Fig. 2 shows the procedure for decoding the compressed representation f_PBC. First, the compressed bitmap PBC is read in step 201 . Next, PBC is decompressed in step 202 to obtain the reduced frame PB". In step 203 the reduced frame PB" is scaled up using coefficients kx, ky to obtain the modified frame PB'. In step 204 re-morphing of the modified frame PB' is performed using the net N to obtain the frame PB. Next, frame PB is displayed in step 205.

Fig. 3 shows a system for reducing video resolution. The system may be implemented by using programmable logic circuits such as PGA (Programmable Gate Array), FPGA (Field-Programmable Gate Array) or ASIC (Application-Specific Integrated Circuit) or SoC (System on the Chip). The system comprises a suitable data bus 301 for communicating, preferably bidirectionally, all circuits of the system. Further, the system comprises a memory 302 for storing required software for the controller 303 and any temporary data needed for operation of the system, such as the video stream and image data bitmaps. The controller 303 is configured to execute software that allows for reducing image resolution, wherein such software is configured to execute the method steps of Fig. 1 . A user interface (304) allows the user to control the process.
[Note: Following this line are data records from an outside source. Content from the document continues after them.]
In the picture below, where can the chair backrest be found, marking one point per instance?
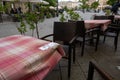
(111, 17)
(64, 31)
(80, 27)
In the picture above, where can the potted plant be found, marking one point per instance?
(70, 15)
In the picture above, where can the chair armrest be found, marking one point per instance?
(44, 37)
(73, 39)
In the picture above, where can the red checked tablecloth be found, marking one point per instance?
(27, 58)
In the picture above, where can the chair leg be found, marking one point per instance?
(97, 42)
(115, 42)
(74, 55)
(60, 71)
(104, 39)
(69, 62)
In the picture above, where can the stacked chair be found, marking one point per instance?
(112, 30)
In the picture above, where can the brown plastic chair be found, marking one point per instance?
(112, 31)
(86, 35)
(65, 32)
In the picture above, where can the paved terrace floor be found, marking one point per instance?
(80, 68)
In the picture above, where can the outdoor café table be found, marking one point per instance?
(27, 58)
(92, 23)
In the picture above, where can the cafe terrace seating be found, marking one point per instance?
(65, 34)
(112, 30)
(27, 58)
(86, 35)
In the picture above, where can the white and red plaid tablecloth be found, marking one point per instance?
(27, 58)
(92, 23)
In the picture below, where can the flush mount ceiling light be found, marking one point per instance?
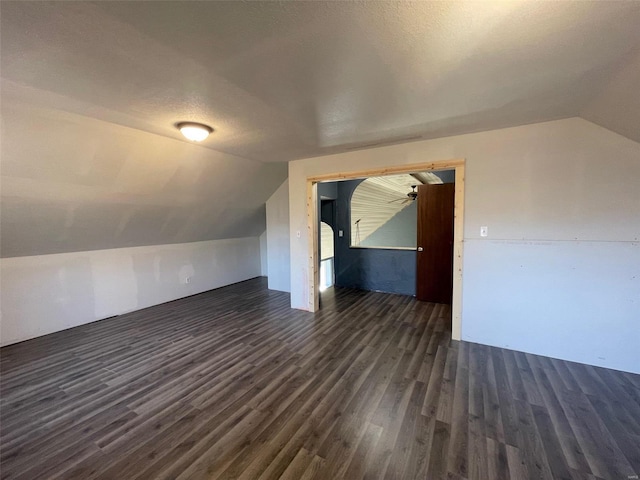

The presented method and system can be used in applications such as video surveillance systems, digital television systems, streaming video systems etc.

It can be easily recognized, by one skilled in the art, that the aforementioned method for reducing image resolution may be performed and/or controlled by one or more computer programs. Such computer programs are typically executed by utilizing the computing resources in a computing device such as personal computers, personal digital assistants, cellular telephones, dedicated controllers or the like. Applications are stored on a non-transitory medium. An example of a non-transitory medium is a non-volatile memory, for example a flash memory or volatile memory, for example RAM. The computer instructions are executed by a suitable processor.

These memories are exemplary recording media for storing computer programs comprising computer-executable instructions performing all the steps of the computer-implemented method according the technical concept presented herein.

While the invention presented herein has been depicted, described, and has been defined with reference to particular preferred embodiments, such references and examples of implementation in the foregoing specification do not imply any limitation on the invention. It will, however, be evident that various modifications and changes may be made thereto without departing from the broader scope of the technical concept. The presented preferred embodiments are exemplary only, and are not exhaustive of the scope of the technical concept presented herein.

Accordingly, the scope of protection is not limited to the preferred embodiments described in the specification, but is only limited by the claims that follow.